In November, the planned tax credit expiration helped existing home sales gain 7.4% -- and that followed a 10% surge the previous month.
Despite December's disappointment, PNC's Thomas thinks the tax credit will help recharge the housing market the way Cash for Clunkers boosted auto sales in the longer term. That market saw an artificial jump, then dipped when the policy was dropped and then eventually got stronger.
"Since Cash for Clunkers has been over, autos have seen stronger and more sustainable sales -- and that's a function of a better economy," Thomas said. "That means home sales are likely to follow."
Price and inventory: The median price of homes sold in December was $178,300, a 1.5% gain over December 2008. That was the first year-over-year gain in the median price since August 2007. Distressed properties made up 32% of the houses sold during the month.
Total housing inventory fell 6.6% to 3.29 million existing homes for sale. That's a 7.2-month supply at the current selling pace, up from a 6.5-month supply in November.
Sales by property type: Housing markets suffered across the board. Single-family home sales fell 16.8% to a seasonally adjusted annual rate of 4.79 million in December from a pace of 5.76 million in November, but were 12.7% above the pace 12 months ago.
Condominium and co-op sales fell 15.4% to a seasonally adjusted annual rate of 660,000 units in December, from 780,000 in November, but were 34.7% above December 2008's rate.

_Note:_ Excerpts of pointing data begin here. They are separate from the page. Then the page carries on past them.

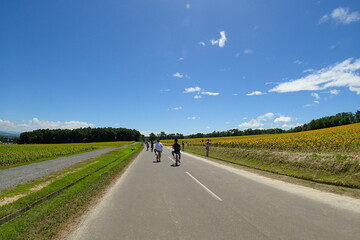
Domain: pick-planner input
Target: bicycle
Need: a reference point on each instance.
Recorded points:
(177, 160)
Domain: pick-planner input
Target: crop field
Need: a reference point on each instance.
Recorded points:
(18, 154)
(342, 139)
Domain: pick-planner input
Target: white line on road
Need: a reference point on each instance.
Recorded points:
(171, 159)
(208, 190)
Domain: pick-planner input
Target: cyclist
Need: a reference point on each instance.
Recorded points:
(158, 150)
(176, 151)
(152, 145)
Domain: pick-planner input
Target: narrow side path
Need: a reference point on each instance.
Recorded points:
(12, 177)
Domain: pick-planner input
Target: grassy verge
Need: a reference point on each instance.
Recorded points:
(18, 155)
(46, 220)
(337, 169)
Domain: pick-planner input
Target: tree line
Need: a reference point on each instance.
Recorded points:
(80, 135)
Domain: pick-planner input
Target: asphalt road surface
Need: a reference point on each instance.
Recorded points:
(205, 200)
(11, 177)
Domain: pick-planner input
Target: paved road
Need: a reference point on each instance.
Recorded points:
(205, 200)
(12, 177)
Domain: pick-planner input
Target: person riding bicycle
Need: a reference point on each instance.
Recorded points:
(176, 152)
(158, 150)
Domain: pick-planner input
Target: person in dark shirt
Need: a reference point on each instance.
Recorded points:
(176, 152)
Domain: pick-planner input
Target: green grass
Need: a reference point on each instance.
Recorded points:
(18, 155)
(338, 169)
(46, 220)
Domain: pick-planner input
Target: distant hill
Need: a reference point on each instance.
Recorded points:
(9, 134)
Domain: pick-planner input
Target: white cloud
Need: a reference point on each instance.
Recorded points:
(287, 126)
(248, 51)
(255, 93)
(342, 74)
(175, 109)
(221, 41)
(193, 118)
(341, 16)
(178, 75)
(257, 122)
(308, 70)
(192, 89)
(210, 93)
(282, 119)
(355, 89)
(315, 95)
(35, 123)
(334, 92)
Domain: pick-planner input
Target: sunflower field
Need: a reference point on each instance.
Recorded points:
(336, 139)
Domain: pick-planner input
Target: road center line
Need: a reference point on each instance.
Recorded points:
(202, 185)
(171, 159)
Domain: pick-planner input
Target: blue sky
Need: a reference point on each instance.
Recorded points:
(177, 66)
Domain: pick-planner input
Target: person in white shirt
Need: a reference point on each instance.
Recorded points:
(158, 150)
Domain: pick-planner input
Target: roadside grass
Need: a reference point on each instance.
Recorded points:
(18, 155)
(340, 170)
(46, 220)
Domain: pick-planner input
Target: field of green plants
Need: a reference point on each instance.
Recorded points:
(15, 154)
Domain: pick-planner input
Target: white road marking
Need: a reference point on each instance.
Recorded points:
(171, 159)
(202, 185)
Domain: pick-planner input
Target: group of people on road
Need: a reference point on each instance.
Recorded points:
(159, 148)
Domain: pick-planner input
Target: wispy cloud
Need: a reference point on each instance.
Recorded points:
(221, 41)
(315, 95)
(192, 89)
(165, 90)
(175, 109)
(255, 93)
(282, 119)
(193, 118)
(180, 75)
(257, 122)
(35, 123)
(344, 74)
(268, 119)
(210, 93)
(248, 51)
(334, 92)
(199, 92)
(341, 16)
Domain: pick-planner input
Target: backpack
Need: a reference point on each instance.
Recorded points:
(177, 147)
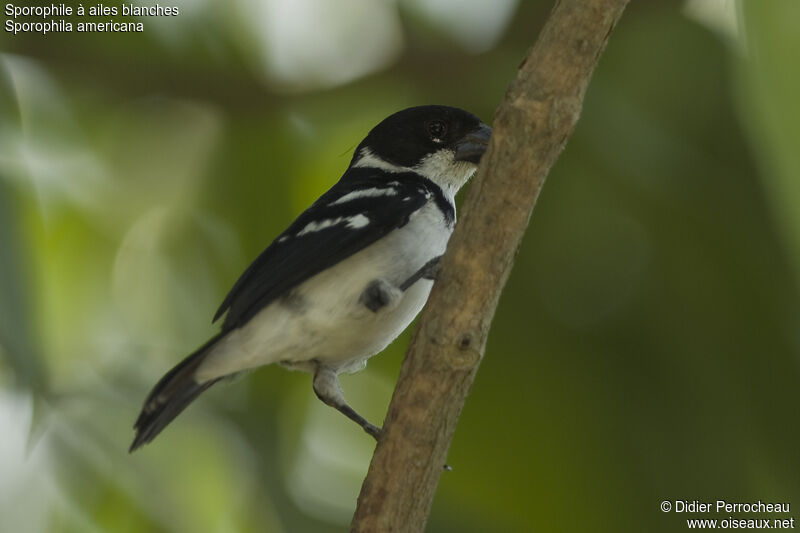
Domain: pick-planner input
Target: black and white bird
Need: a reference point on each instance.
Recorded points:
(348, 276)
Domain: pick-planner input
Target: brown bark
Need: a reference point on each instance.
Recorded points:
(531, 127)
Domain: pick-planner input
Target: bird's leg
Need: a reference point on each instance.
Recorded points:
(428, 271)
(327, 389)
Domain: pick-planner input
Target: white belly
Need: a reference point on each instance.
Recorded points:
(324, 320)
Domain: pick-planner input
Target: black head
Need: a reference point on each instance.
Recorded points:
(407, 137)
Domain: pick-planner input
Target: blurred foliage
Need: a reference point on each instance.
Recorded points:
(646, 347)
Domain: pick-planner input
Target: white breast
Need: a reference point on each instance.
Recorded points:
(324, 320)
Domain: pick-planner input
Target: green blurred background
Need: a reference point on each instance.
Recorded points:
(646, 346)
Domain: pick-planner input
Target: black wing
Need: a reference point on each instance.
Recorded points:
(324, 234)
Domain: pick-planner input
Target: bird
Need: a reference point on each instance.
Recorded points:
(348, 275)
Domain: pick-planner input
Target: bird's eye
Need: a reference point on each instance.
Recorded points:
(437, 130)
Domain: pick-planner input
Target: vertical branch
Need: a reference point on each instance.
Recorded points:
(531, 127)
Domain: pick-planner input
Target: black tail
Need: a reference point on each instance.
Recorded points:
(171, 395)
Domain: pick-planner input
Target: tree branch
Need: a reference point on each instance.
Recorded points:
(531, 127)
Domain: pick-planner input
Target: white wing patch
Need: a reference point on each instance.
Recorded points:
(354, 222)
(358, 221)
(365, 193)
(319, 224)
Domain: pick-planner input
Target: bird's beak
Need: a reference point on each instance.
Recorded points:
(473, 145)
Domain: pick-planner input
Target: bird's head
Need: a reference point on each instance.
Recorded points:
(443, 144)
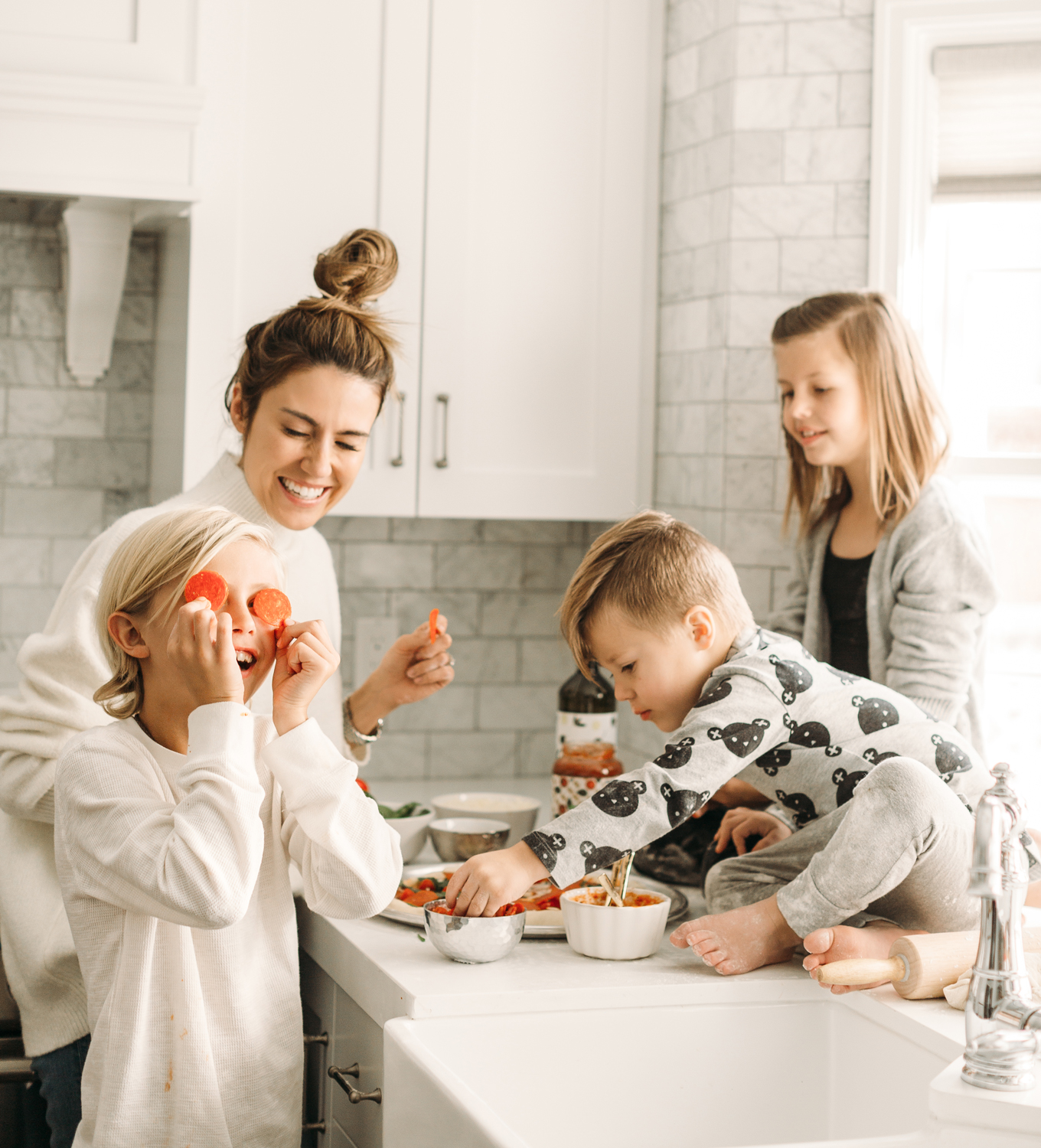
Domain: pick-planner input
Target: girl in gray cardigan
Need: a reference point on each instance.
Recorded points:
(889, 580)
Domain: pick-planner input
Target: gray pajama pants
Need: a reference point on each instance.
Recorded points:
(899, 850)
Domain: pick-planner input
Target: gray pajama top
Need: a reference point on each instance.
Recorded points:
(800, 732)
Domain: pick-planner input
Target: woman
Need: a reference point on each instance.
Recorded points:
(305, 396)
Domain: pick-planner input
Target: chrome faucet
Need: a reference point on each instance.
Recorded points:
(1001, 1019)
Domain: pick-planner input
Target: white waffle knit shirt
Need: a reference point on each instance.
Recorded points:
(175, 874)
(61, 668)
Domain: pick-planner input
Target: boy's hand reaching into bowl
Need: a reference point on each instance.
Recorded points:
(413, 668)
(202, 649)
(305, 660)
(484, 884)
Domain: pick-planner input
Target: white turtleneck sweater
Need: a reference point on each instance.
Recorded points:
(61, 668)
(175, 872)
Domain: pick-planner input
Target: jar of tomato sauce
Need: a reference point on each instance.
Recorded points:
(579, 771)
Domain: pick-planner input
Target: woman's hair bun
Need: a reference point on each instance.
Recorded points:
(360, 266)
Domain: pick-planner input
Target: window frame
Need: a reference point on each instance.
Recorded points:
(903, 151)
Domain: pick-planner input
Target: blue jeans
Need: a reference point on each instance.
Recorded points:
(60, 1072)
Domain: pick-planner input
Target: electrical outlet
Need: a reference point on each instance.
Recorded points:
(374, 638)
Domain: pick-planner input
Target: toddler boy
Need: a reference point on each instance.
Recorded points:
(878, 794)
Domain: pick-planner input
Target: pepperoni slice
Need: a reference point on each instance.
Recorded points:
(207, 585)
(271, 606)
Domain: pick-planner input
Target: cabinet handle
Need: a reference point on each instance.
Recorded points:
(312, 1125)
(353, 1093)
(443, 401)
(400, 457)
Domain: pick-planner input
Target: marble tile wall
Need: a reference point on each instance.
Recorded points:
(71, 461)
(765, 201)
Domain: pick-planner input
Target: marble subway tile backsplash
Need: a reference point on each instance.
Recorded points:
(765, 191)
(500, 585)
(71, 461)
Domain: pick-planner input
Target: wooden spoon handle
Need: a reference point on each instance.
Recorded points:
(860, 971)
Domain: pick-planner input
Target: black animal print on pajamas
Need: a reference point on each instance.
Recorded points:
(680, 804)
(770, 711)
(620, 799)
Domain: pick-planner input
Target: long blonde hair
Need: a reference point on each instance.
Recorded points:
(908, 432)
(169, 548)
(338, 328)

Sales by region: Total existing home sales fell the most in the Midwest, dropping 25.8% in December to a pace of 1.15 million. Still, that's 8.5% above a year ago.

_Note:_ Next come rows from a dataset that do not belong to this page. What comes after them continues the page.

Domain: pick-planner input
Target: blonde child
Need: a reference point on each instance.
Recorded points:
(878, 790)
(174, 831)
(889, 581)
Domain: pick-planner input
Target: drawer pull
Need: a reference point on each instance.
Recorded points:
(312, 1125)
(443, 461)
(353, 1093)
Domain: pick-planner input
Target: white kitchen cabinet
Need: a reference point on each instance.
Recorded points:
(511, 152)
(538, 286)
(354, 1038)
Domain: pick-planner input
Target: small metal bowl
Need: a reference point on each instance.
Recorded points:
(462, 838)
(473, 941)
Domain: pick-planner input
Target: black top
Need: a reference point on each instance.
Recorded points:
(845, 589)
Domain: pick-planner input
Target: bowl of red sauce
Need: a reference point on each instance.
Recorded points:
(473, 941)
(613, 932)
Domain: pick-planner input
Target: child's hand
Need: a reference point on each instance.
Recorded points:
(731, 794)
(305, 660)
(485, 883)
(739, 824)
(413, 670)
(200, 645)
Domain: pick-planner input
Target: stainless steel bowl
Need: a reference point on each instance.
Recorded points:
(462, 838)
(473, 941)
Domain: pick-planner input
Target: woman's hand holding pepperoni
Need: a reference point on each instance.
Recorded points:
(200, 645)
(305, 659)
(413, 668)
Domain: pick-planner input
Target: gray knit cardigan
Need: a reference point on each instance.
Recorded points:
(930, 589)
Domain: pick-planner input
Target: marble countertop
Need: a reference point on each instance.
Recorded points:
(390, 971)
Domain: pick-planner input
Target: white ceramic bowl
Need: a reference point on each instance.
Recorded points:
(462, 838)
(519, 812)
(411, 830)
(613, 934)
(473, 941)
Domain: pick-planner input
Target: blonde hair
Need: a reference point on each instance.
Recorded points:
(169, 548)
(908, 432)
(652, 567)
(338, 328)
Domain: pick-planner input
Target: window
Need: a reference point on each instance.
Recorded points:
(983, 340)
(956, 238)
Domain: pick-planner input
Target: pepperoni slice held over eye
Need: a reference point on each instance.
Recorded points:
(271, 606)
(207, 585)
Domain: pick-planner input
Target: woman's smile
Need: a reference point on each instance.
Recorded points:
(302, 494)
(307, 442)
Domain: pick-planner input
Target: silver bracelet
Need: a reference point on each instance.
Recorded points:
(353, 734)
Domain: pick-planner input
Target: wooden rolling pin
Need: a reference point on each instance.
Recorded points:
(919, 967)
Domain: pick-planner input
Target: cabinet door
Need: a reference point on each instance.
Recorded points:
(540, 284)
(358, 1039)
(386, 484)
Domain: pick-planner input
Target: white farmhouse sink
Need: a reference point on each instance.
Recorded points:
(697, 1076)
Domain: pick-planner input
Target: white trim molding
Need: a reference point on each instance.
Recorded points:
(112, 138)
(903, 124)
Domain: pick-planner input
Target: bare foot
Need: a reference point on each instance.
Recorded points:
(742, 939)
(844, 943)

The West fared the best of all regions, but sales there still fell 4.8% to an annual level of 1.38 million; sales in the South sank 16.3% to 2.01 million; and the Northeast fell 19.5% to 910,000.
Outlook: PNC's Thomas said existing home sales will start to tick up in the coming months, though they will see another drop when the tax credit expires on April 30. The market will also be susceptible to changes in Federal Reserve policy, which affect mortgage rates, he said.
"There are a few headwinds, and volatility obscures the true condition of the market," Thomas said. "We all want transparency amid a confusing time, but there [will be] improvement in the months ahead."